Verantwoordelijkheden

Bestuur

  • 1.

    het vaststellen van het treasurybeleid op hoofdlijnen via de financiële regeling;

  • 2.

    het vaststellen van de paragraaf financiering als onderdeel van der programmabegroting en de jaarrekening

  • 3.

    Het houden van toezicht op de uitvoering van het treasurybeleid, het evalueren en (eventueel) bijstellen van het treasurybeleid.

Directeur

  • 1.

    het uitvoeren van het treasurybeleid (formele verantwoordelijkheid);

  • 2.

    het rapporteren en afleggen van verantwoording aan het bestuur over de uitvoering van het treasurybeleid.

  • 3.

    het autoriseren van de door de treasurer voorgestelde transacties met betrekking tot het aantrekken en uitzetten van gelden met een looptijd langer dan of gelijk aan 1 jaar, voor zover deze de in de begroting reeds vastgestelde grenzen overschrijdt.

Team control

  • 1.

    het voeren van een verbijzonderde interne controle (VIC) op de uitgevoerde treasuryactiviteiten en hierover rapporteren aan de Concernmanager F&R;

  • 2.

    het vervaardigen van schriftelijke vastlegging van de uitgevoerde VIC;

  • 3.

    rapporteren van de VIC op de treasuryactiviteiten aan de accountant bij de Interim Controle en de controle op de jaarrekening.

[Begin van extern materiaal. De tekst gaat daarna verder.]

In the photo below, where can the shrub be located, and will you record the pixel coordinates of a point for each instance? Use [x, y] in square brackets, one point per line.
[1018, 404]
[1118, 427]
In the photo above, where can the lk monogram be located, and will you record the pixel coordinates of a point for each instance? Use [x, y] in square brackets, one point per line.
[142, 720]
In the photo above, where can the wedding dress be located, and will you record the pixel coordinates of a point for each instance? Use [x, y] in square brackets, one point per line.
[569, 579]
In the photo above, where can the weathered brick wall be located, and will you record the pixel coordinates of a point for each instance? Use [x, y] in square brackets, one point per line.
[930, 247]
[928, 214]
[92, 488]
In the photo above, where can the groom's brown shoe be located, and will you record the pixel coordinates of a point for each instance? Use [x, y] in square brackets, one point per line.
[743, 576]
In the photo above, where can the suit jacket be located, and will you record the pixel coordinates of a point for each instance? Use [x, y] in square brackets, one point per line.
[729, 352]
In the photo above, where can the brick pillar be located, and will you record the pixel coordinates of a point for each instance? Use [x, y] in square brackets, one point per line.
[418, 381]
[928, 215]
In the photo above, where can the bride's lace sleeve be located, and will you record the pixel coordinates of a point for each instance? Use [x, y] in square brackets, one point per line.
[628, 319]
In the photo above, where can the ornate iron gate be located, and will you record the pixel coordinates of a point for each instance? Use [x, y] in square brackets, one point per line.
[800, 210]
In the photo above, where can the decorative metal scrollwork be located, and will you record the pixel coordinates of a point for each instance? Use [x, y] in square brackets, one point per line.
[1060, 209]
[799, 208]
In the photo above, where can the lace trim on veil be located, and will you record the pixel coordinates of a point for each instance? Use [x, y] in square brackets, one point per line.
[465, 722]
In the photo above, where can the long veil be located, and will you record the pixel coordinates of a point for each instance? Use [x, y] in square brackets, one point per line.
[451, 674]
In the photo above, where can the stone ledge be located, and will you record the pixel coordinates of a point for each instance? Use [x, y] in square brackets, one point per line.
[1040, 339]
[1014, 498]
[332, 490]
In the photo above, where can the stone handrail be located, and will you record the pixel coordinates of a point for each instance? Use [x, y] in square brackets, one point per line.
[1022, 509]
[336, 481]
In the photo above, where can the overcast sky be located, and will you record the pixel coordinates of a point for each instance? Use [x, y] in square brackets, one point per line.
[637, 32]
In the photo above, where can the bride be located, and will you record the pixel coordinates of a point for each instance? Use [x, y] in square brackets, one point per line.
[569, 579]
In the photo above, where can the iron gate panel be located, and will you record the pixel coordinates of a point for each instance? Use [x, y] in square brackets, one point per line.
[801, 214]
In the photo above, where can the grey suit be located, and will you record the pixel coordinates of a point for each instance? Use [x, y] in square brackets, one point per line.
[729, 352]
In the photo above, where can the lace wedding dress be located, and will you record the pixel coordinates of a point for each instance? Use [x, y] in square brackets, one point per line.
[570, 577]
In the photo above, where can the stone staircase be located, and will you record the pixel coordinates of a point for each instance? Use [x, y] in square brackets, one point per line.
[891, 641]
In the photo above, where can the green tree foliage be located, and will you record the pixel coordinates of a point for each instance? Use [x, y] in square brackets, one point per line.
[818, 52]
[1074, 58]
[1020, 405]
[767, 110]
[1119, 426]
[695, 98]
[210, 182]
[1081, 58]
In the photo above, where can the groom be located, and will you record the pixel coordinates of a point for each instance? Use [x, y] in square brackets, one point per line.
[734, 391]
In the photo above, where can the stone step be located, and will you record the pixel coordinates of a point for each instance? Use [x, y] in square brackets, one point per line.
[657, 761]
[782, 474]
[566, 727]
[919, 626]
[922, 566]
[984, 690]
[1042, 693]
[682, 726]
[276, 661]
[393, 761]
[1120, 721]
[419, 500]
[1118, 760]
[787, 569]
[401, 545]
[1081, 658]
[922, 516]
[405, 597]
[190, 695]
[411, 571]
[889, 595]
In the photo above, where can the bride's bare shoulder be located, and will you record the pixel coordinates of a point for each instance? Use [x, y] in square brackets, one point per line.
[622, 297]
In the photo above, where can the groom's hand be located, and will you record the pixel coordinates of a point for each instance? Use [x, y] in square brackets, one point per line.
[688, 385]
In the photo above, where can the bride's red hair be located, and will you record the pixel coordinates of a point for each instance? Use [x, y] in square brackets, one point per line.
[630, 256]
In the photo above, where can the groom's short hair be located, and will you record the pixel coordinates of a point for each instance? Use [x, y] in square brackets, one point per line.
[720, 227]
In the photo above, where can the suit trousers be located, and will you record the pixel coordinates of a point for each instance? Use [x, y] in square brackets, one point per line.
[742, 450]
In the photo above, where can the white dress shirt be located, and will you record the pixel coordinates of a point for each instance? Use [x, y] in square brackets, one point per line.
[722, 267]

Concernmanager Financiën & Rechtmatigheid

  • 1.

    het bewaken van de kwaliteit van de treasuryprocessen;

  • 2.

    het afleggen van verantwoording aan het bestuur over de uitvoering van het treasurybeleid conform artikel 12.3 van het treasurystatuut;

  • 3.

    het autoriseren van de door de treasurer voorgestelde transacties met betrekking tot het aantrekken en uitzetten van gelden met een looptijd langer dan of gelijk aan 1 jaar voor zover deze de in de begroting reeds vastgestelde grenzen niet overschrijdt;

  • 4.

    In overleg met de treasurer het concern MT informeren van het voorgenomen besluit tot het aantrekken of uitzetten van middelen langer dan of gelijk aan 1 jaar. Hierbij wordt rekening gehouden met artikel 5.2 en 7.4 van het treasurystatuut;

  • 5.

    het (achteraf) autoriseren van de door de treasurer afgesloten transacties met betrekking tot het aantrekken en uitzetten van gelden met een looptijd korter dan 1 jaar;

  • 6.

    het afsluiten van contracten met banken met betrekking tot het huisbankierschap en de daaraan verbonden afspraken over bankcondities en tarieven;

  • 7.

    het autoriseren van mutaties op het gebied van toegekende autorisaties met betrekking tot het betalingsverkeer.

Treasurer

  • 1.

    het uitvoeren van de aan hem opgedragen treasuryactiviteiten conform het treasurystatuut en paragraaf financiering;

  • 2.

    het voorbereiden van beleidsvoorstellen op treasurygebied inclusief de paragraaf financiering voor de begroting en jaarrekening;

  • 3.

    het bij de begroting formuleren van een rentevisie met betrekking tot de verwachte ontwikkeling van de rente;

  • 4.

    het zorgdragen voor de liquiditeitsplanning en de financieringsprognose;

  • 5.

    het aantrekken en uitzetten van gelden met een looptijd korter dan 1 jaar, in het kader van saldo- en liquiditeitenbeheer;

  • 6.

    het onderhouden van contacten met banken, geldmakelaars en overige financiële instellingen (m.n. beleidsmatig);

  • 7.

    het afsluiten van contracten in de vorm van transacties voor het aantrekken en uitzetten van gelden zoals bedoeld bij punt 5;

  • 8.

    het schriftelijk vastleggen van de treasuryactiviteiten en het doorgeven hiervan aan de administratie;

  • 9.

    het aanleveren van tijdige, volledige en betrouwbare gegevens aan de financiële administratie;

  • 10.

    het aanleveren van de benodigde informatie aan team control ten behoeve van de Verbijzonderde Interne controle.

Financiële administratie

  • 1.

    Het afhandelen van het betalingsverkeer;

  • 2.

    Het incasseren van openstaande vorderingen;

  • 3.

    Het juist en volledig administreren van de bezittingen, schulden, rechten, verplichtingen, inkomsten en uitgaven in de financiële administratie.